To make vertical farming profitable, we must scale up. Growing 5 or 500 plants at once differs from growing 5,000 or 50,000.
Complexities and Disease
Plants are as simple to cultivate as they are to kill. Caring for ten plants in a container-sized indoor farm is one thing. Another is tending to ten distinct grow rooms with varied plants in different stages of development.
Plants can also get sick indoors. When we keep growing plants in the exact small location, the threats they face are magnified. A faulty batch of seeds or an incorrect nutrition mix might destroy an entire harvest.
Insatiable Thirst
Traditional outdoor industrial farms gather and use significant rainwater for irrigation. The vertical farm requires "boutique" water. This treated water is pumped full of nutrients, giving the plant exactly what it needs instead of what it would get from the soil. A sizeable vertical farm uses millions of gallons of water.

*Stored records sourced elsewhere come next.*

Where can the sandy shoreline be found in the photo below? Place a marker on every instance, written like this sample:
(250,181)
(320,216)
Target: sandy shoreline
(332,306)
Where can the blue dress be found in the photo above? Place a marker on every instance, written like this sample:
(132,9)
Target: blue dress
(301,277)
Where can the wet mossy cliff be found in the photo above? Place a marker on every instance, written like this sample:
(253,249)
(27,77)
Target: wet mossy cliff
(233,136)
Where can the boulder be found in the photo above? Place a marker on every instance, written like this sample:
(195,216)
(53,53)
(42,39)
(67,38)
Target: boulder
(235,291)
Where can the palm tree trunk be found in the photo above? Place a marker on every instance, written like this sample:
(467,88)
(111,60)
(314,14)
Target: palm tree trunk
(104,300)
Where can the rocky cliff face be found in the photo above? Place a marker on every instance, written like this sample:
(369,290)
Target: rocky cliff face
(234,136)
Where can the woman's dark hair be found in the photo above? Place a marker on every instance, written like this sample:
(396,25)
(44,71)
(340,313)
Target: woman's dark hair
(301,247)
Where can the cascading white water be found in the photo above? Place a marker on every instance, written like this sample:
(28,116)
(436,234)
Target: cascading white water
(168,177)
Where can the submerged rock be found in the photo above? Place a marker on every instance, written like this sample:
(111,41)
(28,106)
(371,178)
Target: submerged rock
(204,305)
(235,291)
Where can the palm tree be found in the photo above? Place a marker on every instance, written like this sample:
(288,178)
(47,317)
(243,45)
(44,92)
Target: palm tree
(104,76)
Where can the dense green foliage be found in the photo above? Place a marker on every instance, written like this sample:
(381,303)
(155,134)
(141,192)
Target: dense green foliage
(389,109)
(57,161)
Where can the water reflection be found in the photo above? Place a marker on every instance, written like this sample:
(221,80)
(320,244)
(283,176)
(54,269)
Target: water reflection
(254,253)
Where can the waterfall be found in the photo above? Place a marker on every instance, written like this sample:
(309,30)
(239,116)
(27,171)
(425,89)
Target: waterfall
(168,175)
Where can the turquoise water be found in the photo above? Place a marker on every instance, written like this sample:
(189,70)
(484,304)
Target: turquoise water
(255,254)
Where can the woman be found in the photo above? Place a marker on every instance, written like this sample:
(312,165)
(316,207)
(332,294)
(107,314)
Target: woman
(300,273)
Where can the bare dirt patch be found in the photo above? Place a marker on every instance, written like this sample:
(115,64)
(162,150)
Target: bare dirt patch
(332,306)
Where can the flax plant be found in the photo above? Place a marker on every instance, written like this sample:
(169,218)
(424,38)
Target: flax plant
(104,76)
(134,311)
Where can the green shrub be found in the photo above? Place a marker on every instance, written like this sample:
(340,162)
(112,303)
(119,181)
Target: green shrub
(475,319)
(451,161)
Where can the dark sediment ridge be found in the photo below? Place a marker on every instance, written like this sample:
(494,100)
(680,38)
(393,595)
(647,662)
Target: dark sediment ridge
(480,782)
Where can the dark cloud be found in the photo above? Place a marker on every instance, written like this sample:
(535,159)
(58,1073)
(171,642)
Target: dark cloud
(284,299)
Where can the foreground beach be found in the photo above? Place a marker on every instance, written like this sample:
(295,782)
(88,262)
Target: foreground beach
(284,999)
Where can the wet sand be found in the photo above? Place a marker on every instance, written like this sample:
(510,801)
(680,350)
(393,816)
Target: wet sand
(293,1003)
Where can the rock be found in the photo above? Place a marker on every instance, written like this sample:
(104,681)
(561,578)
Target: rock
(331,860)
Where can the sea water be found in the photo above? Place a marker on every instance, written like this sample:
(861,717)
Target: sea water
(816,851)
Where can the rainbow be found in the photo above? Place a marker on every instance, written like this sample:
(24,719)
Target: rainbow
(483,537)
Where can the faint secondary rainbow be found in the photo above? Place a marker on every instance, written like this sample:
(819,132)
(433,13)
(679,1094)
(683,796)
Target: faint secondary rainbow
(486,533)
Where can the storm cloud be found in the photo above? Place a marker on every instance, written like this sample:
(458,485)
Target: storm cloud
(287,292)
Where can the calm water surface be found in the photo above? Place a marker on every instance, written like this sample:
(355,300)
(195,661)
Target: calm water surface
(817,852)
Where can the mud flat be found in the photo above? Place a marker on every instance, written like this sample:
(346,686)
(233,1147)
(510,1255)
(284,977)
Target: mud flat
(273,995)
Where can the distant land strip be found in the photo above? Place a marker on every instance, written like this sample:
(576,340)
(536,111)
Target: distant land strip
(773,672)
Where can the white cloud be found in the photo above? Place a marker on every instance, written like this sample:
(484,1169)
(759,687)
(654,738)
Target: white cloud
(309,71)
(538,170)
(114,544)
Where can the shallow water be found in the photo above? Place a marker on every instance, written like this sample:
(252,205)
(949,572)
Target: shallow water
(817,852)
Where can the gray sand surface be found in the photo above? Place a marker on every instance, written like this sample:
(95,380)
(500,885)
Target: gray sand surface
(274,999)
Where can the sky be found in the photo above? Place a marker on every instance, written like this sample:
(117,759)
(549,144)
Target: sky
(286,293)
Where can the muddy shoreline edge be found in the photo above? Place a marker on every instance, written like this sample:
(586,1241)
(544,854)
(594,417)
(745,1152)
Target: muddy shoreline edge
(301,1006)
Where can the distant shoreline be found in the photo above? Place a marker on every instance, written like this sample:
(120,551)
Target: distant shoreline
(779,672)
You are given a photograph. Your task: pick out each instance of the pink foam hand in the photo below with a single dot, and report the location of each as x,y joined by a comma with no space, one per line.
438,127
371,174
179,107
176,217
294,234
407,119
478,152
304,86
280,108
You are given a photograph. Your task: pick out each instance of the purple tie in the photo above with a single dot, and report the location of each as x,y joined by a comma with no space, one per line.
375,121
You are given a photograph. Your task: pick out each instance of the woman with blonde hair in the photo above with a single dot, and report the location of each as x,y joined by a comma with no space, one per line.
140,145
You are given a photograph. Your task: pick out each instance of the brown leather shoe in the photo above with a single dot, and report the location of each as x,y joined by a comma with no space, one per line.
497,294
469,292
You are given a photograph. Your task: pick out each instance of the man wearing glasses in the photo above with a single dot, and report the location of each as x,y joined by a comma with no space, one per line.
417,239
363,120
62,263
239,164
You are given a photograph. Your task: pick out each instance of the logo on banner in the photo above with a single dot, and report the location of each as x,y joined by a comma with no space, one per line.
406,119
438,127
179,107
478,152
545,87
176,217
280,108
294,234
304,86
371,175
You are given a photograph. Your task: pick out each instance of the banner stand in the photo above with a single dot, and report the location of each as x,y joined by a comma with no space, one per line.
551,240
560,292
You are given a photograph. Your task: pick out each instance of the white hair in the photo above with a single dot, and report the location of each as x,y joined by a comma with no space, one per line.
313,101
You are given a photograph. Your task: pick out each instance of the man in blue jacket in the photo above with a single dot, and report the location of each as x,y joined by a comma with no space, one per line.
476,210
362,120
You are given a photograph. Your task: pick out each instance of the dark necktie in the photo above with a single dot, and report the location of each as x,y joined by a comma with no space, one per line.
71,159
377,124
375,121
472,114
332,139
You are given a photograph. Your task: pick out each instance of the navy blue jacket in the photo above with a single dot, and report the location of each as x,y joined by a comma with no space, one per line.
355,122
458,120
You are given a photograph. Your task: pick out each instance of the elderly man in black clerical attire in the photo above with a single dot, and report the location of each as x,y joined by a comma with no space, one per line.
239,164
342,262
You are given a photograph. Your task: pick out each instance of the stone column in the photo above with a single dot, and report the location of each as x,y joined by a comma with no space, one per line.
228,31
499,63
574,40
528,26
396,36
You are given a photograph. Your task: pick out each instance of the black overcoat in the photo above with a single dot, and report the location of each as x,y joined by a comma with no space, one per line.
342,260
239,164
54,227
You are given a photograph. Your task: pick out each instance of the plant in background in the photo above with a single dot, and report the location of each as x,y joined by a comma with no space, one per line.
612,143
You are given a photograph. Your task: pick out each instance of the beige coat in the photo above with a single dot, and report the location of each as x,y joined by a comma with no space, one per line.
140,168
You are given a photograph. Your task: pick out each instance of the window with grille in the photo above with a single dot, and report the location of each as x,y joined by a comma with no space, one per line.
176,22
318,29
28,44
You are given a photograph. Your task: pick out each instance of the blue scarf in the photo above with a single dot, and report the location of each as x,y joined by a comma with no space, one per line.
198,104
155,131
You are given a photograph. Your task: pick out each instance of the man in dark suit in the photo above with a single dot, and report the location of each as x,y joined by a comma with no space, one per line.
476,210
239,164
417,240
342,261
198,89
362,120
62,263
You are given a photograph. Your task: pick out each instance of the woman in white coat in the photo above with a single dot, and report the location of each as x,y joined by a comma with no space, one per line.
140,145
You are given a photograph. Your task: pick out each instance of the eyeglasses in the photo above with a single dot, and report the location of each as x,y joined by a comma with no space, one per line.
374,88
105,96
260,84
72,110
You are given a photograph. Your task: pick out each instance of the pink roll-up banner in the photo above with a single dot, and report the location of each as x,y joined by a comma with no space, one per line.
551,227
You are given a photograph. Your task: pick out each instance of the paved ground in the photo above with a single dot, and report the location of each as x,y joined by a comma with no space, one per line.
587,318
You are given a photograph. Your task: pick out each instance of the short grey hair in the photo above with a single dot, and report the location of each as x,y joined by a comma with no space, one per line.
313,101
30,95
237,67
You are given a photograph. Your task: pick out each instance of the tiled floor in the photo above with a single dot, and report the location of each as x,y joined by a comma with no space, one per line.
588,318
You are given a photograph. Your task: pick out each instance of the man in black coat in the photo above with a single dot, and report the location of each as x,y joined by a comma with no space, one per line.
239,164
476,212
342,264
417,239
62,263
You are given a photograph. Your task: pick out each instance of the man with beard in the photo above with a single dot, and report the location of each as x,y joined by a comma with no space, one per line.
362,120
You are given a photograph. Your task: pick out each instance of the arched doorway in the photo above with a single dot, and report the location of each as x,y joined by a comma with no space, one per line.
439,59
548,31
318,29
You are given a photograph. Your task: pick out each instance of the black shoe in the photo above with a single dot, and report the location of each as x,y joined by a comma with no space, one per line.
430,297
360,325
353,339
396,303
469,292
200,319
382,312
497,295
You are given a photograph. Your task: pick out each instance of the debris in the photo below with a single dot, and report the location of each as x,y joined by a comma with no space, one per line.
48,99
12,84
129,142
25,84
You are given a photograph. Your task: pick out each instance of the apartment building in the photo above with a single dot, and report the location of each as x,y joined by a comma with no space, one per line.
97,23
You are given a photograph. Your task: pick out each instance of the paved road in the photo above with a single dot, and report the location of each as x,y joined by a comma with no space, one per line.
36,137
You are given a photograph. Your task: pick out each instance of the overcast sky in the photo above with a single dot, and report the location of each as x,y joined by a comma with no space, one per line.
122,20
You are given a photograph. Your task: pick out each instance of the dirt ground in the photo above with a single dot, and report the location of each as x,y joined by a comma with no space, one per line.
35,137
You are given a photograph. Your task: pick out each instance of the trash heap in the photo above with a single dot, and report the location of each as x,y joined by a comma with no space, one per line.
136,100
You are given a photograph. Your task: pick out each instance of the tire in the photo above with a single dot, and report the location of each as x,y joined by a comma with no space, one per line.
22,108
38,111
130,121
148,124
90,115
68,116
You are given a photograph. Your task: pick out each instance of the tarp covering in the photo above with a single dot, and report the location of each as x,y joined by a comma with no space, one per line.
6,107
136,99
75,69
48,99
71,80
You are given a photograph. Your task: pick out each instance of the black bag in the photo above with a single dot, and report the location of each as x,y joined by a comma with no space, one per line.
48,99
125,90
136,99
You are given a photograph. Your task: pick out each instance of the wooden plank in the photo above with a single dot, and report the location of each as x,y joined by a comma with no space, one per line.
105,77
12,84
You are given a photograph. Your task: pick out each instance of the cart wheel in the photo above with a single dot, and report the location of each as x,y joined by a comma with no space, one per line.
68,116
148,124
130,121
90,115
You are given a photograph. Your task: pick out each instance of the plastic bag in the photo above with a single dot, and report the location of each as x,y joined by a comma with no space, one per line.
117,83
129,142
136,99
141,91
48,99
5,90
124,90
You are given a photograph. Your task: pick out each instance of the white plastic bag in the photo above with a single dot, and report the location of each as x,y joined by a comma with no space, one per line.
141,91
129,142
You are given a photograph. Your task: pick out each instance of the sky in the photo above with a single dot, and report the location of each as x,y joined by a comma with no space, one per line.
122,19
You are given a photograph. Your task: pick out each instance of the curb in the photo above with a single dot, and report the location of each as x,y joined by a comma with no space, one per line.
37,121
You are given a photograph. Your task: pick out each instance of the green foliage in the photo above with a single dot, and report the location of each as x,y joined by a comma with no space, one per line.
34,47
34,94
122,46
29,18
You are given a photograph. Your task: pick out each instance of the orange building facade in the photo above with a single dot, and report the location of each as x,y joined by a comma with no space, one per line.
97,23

Someone needs to clean up and process that water to be reused. The municipality occasionally dictates recovery. As a result, the large-scale vertical farm will require a significant wastewater infrastructure. It also includes options for how it treats and reuses water. For example, a vertical farm operator may consider adopting technologies to clean its water, potentially recovering some nutrients and water. There may be potential for the vertical farm to create efficiencies that assist the bottom line while making it a pleasant neighbor.
Repeatability for Quality
To attain the repeatability required to produce a high-quality product in this facility and consistently harvest an excellent bell pepper or purple carrot, we must process engineer the factory for reliable inputs and outputs.
Each plant requires identical nutrients, water flow, and climatic conditions. Looking closely at the growth zone, we notice several serious concerns. How can we ensure the plant nearest to the process pump or reservoir isn't stealing all the nutrients? How can we ensure that the plant at the ultimate end of your growing tray receives what it requires? We can implement large-scale vertical farming if we can develop low-cost engineering answers to these problems.